Markets muddle through AI's uncertain revolution

Source: economist.com

TL;DR

The story at a glance

Markets find it hard to price AI's effects, just as they have with past technological shifts. The Economist examines conflicting signals, such as diverging share-price indices from Goldman Sachs and bond-market reactions to AI model releases. The piece appears now as AI hype persists but real-world productivity gains stay elusive. This echoes slower disruptions like those from earlier innovations.

Key points

Details and context

AI looks like both a firm-killer and economy footnote, frustrating watchers. Markets reflect today's crowd wisdom, not future clarity. This fits history: new tech often sparks bubbles or dips as investors eye unlisted upstarts like OpenAI or Anthropic grabbing gains.[[2]](https://www.linkedin.com/posts/songma_why-investors-wont-know-what-to-make-of-activity-7438027286756536320-Cr2N)

Past revolutions took time to price right. AI adds extra fog: uneven advances across tasks and questions over who captures "artificial general intelligence" rents. Lower entry barriers could squeeze margins, especially with labs' soaring compute bills despite revenue jumps.

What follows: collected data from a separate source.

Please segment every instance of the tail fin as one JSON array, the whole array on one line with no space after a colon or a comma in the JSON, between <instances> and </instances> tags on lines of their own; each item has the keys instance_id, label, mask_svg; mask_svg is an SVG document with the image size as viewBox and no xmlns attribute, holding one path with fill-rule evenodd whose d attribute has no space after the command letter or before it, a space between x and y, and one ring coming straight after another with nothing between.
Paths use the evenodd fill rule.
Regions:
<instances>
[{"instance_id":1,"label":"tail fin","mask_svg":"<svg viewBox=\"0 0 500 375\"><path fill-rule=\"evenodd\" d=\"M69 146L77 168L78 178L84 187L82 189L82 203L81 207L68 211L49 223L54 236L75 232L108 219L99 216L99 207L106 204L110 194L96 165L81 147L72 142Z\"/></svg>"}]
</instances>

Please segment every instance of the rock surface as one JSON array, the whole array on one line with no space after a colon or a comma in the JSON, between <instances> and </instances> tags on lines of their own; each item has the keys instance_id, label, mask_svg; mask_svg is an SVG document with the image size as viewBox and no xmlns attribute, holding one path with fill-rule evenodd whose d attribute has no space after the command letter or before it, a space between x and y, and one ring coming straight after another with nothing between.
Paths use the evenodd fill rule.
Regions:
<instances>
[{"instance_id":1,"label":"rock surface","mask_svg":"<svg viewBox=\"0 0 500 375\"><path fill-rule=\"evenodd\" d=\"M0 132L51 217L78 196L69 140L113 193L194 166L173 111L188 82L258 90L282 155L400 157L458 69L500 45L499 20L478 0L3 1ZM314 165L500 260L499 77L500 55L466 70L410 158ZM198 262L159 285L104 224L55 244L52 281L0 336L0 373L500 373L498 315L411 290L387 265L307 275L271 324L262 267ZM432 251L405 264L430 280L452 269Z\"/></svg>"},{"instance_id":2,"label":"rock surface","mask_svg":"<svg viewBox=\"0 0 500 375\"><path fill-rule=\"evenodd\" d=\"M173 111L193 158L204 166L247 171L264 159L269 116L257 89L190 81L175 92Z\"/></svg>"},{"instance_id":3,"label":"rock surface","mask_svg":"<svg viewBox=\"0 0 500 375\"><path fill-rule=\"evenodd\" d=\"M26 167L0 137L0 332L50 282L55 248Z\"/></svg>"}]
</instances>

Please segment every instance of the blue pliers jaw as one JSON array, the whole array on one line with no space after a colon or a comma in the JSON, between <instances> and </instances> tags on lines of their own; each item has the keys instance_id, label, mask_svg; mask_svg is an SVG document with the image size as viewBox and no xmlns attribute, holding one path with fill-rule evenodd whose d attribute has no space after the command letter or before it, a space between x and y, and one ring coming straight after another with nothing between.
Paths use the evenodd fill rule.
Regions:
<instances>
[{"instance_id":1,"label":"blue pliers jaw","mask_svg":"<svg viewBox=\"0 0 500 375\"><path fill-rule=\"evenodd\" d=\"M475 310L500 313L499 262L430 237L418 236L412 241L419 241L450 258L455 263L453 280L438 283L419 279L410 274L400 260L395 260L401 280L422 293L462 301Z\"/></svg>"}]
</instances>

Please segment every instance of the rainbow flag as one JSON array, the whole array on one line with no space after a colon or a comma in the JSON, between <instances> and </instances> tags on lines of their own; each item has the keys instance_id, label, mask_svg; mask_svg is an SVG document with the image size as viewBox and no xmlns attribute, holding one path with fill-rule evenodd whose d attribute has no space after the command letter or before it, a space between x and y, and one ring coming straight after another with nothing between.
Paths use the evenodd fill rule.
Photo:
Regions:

Analysts' blind spots amplify errors. Following Mr Ma's work, investors may overstate AI risks to some firms but miss threats to others. Bond moves hint at tempered growth hopes, not explosive change.

Key quotes

"Markets reflect only the collective wisdom of today’s investors. For as long as conversations between two Silicon Valley technologists produce three answers about AI’s impact on the world, no one will be the wiser."[[1]](https://www.linkedin.com/posts/phillipose_why-investors-wont-know-what-to-make-of-activity-7439291731302383616-paq7)

Why it matters

AI could reshape growth, profits, and risks, but markets' confusion signals high stakes in getting winners and losers right. Investors face churn: today's disrupted laggards may rebound, while apparent beneficiaries falter without clear edges. Watch earnings reports and AI adoption metrics for signs of real productivity, though full clarity may take years.